TRT nega responsabilidade de empresas pela morte de motorista da região em acidente de trânsito
Acidente foi em 2021 em Junqueirópolis. Motorista do caminhão era morador em Flórida Paulista.
A 7ª Câmara do Tribunal Regional do Trabalho (TRT) da 15ª Região, manteve a sentença do Juízo da Vara do Trabalho de Adamantina (Processo 0011495-57.2021.5.15.0068), que julgou improcedente a reclamação da filha de um trabalhador que morreu em um acidente de trânsito em 8 de agosto de 2021. Na ocasião o caminhão tanque de transporte de vinhaça conduzido pelo trabalhador tombou nas imediações do trevo de acesso da Rodovia Comandante João Ribeiro de Barros (SP-294) a uma usina sucroalcooleira em Junqueirópolis.
No recurso ao TRT - conforme a notícia de decisão divulgada sexta-feira (5) pelo órgão - a filha do caminhoneiro insistiu na responsabilização civil da empresa onde seu pai trabalhava como motorista e, também, da tomadora do serviço, uma empresa do setor do agro. Ela pediu ainda a condenação ao pagamento de indenização por danos morais e materiais (pensão) e honorários advocatícios sucumbenciais.

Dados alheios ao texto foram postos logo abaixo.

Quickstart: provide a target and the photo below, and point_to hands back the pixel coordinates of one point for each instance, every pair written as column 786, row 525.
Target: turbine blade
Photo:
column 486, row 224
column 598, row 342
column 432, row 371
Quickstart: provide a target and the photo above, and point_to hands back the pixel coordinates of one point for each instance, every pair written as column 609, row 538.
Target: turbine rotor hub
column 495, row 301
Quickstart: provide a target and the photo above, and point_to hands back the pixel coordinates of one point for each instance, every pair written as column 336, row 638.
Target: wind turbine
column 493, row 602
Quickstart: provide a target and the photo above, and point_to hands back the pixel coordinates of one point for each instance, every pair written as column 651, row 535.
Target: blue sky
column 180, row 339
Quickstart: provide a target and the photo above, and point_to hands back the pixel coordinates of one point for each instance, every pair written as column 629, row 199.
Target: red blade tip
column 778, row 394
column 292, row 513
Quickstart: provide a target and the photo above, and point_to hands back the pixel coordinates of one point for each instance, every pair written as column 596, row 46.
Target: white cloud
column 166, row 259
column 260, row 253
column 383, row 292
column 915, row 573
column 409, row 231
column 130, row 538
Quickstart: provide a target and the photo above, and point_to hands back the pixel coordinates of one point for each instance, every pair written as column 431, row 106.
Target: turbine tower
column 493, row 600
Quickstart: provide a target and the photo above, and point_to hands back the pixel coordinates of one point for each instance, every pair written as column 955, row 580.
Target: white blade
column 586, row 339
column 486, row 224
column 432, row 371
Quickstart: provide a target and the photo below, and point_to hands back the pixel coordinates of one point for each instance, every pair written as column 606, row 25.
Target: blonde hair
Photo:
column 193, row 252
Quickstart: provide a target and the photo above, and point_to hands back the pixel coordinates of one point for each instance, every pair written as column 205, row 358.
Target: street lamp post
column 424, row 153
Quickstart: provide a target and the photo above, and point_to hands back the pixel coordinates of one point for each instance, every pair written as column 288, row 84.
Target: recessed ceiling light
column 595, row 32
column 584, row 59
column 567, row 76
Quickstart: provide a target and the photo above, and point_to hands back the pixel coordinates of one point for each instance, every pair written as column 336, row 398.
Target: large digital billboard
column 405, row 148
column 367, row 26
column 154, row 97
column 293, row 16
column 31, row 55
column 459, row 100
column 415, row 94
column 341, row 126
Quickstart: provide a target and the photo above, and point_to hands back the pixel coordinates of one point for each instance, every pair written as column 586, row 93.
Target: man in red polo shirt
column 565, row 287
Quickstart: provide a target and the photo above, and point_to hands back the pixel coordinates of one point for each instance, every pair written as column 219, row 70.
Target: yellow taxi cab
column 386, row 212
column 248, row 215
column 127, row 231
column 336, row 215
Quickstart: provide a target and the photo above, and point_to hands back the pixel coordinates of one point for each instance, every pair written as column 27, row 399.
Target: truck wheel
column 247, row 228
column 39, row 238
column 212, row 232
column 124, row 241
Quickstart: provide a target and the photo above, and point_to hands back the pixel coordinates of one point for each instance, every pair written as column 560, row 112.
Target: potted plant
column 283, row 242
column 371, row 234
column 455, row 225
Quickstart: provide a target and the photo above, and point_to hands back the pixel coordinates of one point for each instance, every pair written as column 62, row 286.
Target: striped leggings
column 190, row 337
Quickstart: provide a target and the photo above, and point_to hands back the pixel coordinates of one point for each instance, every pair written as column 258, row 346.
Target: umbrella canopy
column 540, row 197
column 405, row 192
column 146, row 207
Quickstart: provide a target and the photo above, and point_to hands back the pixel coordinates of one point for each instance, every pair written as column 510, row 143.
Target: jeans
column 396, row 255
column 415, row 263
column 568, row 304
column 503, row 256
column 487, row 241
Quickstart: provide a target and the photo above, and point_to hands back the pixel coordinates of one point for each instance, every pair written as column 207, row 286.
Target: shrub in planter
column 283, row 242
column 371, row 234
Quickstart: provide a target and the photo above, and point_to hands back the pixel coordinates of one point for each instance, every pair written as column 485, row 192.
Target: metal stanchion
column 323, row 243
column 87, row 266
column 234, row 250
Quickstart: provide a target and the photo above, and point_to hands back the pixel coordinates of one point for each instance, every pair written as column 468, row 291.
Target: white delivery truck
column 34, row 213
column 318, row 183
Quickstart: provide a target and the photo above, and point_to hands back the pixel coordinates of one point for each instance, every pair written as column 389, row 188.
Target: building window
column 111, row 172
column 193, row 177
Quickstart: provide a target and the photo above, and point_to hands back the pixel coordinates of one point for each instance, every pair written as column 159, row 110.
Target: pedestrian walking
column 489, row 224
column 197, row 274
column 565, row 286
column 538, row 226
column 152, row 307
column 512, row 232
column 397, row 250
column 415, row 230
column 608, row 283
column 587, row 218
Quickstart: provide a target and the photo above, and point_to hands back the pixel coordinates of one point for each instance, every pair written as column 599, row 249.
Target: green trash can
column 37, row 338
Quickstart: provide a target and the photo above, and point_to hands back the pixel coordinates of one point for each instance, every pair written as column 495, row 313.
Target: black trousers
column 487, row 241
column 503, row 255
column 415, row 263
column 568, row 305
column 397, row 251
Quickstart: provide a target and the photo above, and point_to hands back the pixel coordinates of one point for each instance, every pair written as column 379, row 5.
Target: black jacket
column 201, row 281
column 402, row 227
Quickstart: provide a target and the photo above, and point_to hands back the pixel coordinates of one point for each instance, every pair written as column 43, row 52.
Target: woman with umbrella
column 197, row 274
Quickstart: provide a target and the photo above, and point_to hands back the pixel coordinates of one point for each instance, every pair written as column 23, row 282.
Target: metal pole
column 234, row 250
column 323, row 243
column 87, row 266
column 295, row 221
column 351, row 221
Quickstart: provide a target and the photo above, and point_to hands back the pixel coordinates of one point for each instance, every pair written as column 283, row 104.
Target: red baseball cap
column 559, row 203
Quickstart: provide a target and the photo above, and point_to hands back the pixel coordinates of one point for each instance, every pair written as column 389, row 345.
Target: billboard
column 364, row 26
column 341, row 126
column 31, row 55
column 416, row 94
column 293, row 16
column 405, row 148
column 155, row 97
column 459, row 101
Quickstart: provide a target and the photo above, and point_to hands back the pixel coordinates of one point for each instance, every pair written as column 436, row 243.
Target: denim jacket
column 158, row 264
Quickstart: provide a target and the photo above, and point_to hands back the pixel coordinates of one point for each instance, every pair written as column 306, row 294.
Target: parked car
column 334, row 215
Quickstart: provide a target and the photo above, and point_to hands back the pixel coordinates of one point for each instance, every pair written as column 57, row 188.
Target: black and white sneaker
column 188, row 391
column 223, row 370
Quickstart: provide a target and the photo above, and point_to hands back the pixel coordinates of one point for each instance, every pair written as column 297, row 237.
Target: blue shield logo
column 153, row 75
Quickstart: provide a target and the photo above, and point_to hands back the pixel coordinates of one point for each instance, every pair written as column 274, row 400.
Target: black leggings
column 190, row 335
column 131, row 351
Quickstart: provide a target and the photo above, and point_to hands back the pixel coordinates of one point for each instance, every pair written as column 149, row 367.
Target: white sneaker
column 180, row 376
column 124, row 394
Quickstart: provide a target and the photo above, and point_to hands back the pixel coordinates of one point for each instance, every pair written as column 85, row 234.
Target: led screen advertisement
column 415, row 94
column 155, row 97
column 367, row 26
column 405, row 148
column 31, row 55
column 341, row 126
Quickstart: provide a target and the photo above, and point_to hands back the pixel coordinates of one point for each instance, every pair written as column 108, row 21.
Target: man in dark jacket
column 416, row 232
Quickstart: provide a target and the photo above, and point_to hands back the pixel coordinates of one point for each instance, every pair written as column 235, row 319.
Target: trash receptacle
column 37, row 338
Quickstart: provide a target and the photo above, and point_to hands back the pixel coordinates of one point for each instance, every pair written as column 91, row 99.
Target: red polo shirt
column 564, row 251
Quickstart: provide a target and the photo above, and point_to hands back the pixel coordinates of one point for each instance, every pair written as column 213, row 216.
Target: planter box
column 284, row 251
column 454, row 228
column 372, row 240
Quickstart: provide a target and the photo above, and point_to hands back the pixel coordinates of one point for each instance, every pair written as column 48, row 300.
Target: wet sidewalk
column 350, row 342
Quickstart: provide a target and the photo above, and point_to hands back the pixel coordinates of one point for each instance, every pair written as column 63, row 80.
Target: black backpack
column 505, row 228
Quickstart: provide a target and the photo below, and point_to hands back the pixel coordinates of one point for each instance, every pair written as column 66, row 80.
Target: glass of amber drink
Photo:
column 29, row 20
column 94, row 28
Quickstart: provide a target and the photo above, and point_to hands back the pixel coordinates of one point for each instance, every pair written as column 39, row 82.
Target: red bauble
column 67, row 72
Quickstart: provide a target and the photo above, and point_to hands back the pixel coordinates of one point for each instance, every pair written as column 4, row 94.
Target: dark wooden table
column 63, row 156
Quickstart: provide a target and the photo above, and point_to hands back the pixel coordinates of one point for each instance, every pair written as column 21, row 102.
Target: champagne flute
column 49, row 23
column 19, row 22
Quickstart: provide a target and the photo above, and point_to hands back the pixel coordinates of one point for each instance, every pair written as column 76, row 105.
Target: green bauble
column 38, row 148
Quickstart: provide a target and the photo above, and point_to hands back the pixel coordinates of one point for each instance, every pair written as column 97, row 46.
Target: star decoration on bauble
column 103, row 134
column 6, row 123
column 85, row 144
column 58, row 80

Conforme o TRT, a reclamante justificou a responsabilização civil das empresas no acidente que vitimou o ex-empregado, seu genitor, “sustentando que a função exercida de motorista de treminhão se trata de atividade de risco, encerrando responsabilidade objetiva e culpa presumida das rés, nos termos do disposto no art. 927, do CC”.
Segundo constou dos autos – publicou o Tribunal –, o trabalhador, que atuava como motorista para uma empresa que prestava serviços terceirizados, de transporte de vinhaça, sofreu um acidente de trânsito fatal, no decorrer da jornada normal de trabalho. A segunda reclamada afirmou, em sua defesa, que “o acidente ocorreu por culpa exclusiva do falecido pai da autora, ao conduzir o veículo em flagrante excesso de velocidade”.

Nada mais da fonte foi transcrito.